Reste à savoir qui de Guillaume Soro ou de Hamed Bakayoko sera porté candidat, avec le risque de casser l’alliance RDR/PDCI.
La solution serait peut-être du côté de l’opposition ? Mais là aussi, elle peine à se frayer un chemin après les vaines tractations sur le sort de leur désormais mentor Laurent Gbagbo.

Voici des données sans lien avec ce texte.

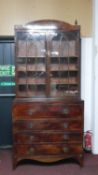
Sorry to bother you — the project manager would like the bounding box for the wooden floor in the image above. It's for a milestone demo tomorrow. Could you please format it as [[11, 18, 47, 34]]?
[[0, 149, 98, 175]]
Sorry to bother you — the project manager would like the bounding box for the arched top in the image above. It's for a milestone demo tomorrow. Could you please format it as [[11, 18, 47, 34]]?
[[16, 19, 80, 31], [26, 19, 80, 31]]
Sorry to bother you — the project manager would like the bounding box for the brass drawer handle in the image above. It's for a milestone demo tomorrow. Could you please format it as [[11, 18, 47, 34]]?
[[62, 108, 69, 114], [30, 136, 34, 141], [28, 148, 34, 154], [63, 123, 68, 129], [27, 109, 35, 115], [28, 123, 33, 129], [63, 147, 69, 153], [64, 134, 69, 140]]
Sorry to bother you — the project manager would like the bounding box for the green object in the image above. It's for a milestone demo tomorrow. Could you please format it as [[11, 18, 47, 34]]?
[[0, 81, 15, 86], [0, 65, 15, 77]]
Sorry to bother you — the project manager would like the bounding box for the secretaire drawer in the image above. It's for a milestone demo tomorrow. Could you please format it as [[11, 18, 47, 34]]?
[[13, 117, 83, 132], [12, 103, 44, 118], [14, 131, 82, 144]]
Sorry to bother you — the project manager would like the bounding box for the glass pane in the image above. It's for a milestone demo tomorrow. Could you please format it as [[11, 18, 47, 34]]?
[[50, 32, 79, 96], [17, 30, 46, 97]]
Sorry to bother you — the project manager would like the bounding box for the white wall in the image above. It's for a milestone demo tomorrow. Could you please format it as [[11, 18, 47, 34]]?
[[81, 38, 93, 132]]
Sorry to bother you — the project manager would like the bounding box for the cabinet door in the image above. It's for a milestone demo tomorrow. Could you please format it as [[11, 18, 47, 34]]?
[[49, 31, 80, 97], [16, 30, 46, 97]]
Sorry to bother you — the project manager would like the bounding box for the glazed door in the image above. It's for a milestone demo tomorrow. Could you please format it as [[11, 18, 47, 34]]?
[[16, 30, 47, 97], [49, 31, 80, 97]]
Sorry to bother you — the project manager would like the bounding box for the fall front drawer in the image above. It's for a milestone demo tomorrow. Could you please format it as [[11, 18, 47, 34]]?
[[14, 143, 83, 158], [14, 131, 82, 144], [13, 117, 82, 132], [12, 103, 82, 119]]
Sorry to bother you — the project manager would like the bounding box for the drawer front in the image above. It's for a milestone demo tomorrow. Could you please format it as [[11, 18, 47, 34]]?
[[14, 131, 82, 144], [12, 103, 83, 119], [14, 144, 83, 157], [47, 103, 82, 117], [13, 118, 82, 131]]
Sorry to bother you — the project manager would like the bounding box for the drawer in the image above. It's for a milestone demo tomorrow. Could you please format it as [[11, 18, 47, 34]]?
[[47, 103, 83, 117], [14, 144, 83, 157], [14, 131, 82, 144], [13, 117, 83, 132], [12, 102, 83, 120]]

Peut-on alors espérer un deus ex machina ? En attendant, l’ancien burkinabè président Blaise Compaoré coule paisiblement ses jours en Eburnie. Quand on sait que ce dernier a joué un grand rôle dans l’avènement de ADO au pouvoir, il aurait aussi intérêt à ce que ce soit un proche celui-ci qui prenne les rênes du pouvoir pour ne pas, dans le cas contraire, être extradé dans son pays conformément à la demande de la justice burkinabè. Mais là, ce ne sont que pieux vœux, et la clé de l’avenir ivoirien appartient au peuple ivoirien qui n’a pas encore fini de panser les douleurs de la crise post-électorale de 2011. C’est à lui de savoir distinguer le bon grain de l’ivraie, de choisir son destin, en un mot. Mais comme nous sommes en politique, rien n’est gagné d’avance et le peuple reste souverain.
À l’intention donc des amateurs de films politico militaires, prenez votre chaise et essayez-vous : le film ivoirien est plein de suspens.